Warnings: Chunklet's Friendly Nudges (and Occasional Grumbles)

Warnings are Chunklet's way of saying, "Hey, I did what you asked, but you might want to know this..." They don't stop the process, but they often indicate something you could optimize or be aware of.

"The language is set to auto. Consider setting the lang parameter to a specific language to improve performance."

  • What it means: You've let Chunklet guess the language of your text. While it's pretty good at it, explicitly telling it the language (lang='en', lang='fr', etc.) can sometimes speed things up and improve accuracy, especially for shorter texts.
  • What to do: If you know the language of your text, set the lang parameter. If not, no worries, Chunklet will do its best!

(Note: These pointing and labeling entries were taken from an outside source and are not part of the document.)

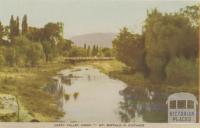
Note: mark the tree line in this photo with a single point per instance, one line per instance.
(167, 48)
(29, 46)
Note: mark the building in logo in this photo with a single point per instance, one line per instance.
(182, 108)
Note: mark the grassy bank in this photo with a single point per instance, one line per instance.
(119, 71)
(26, 83)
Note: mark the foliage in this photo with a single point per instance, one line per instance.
(24, 25)
(1, 31)
(129, 48)
(181, 70)
(78, 52)
(161, 31)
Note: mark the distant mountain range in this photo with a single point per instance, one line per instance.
(100, 39)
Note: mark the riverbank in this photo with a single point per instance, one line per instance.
(26, 84)
(119, 71)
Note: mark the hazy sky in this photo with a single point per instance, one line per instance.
(87, 16)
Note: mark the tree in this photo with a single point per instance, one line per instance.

"Low confidence in language detected. Detected: '{lang_detected}' with confidence {confidence:.2f}."

  • What it means: Chunklet tried its best to detect the language, but it's not super confident about its guess. This often happens with very short texts or texts that mix multiple languages.
  • What to do: If you know the language, set the lang parameter explicitly. If the text is genuinely ambiguous, just be aware that the sentence splitting might not be perfect.

"Language not supported or detected with low confidence. Universal regex splitter was used."

  • What it means: Chunklet couldn't find a specialized sentence splitter for your language (or it wasn't confident enough in its detection), so it fell back to its trusty universal regex splitter. This splitter is robust but might not be as linguistically nuanced as the specialized ones.
  • What to do: If you need highly accurate sentence splitting for an unsupported language, consider implementing a Custom Splitter. Otherwise, the universal splitter will still get the job done!

"Using --batch with --file is deprecated." (CLI Warning)

  • What it means: You're using an older way of batch processing. While it still works, we've introduced a more streamlined approach.
  • What to do: For batch processing multiple files, use --input-dir. If you're processing a single file, just provide it directly without --batch. Check the CLI Usage documentation for the latest methods.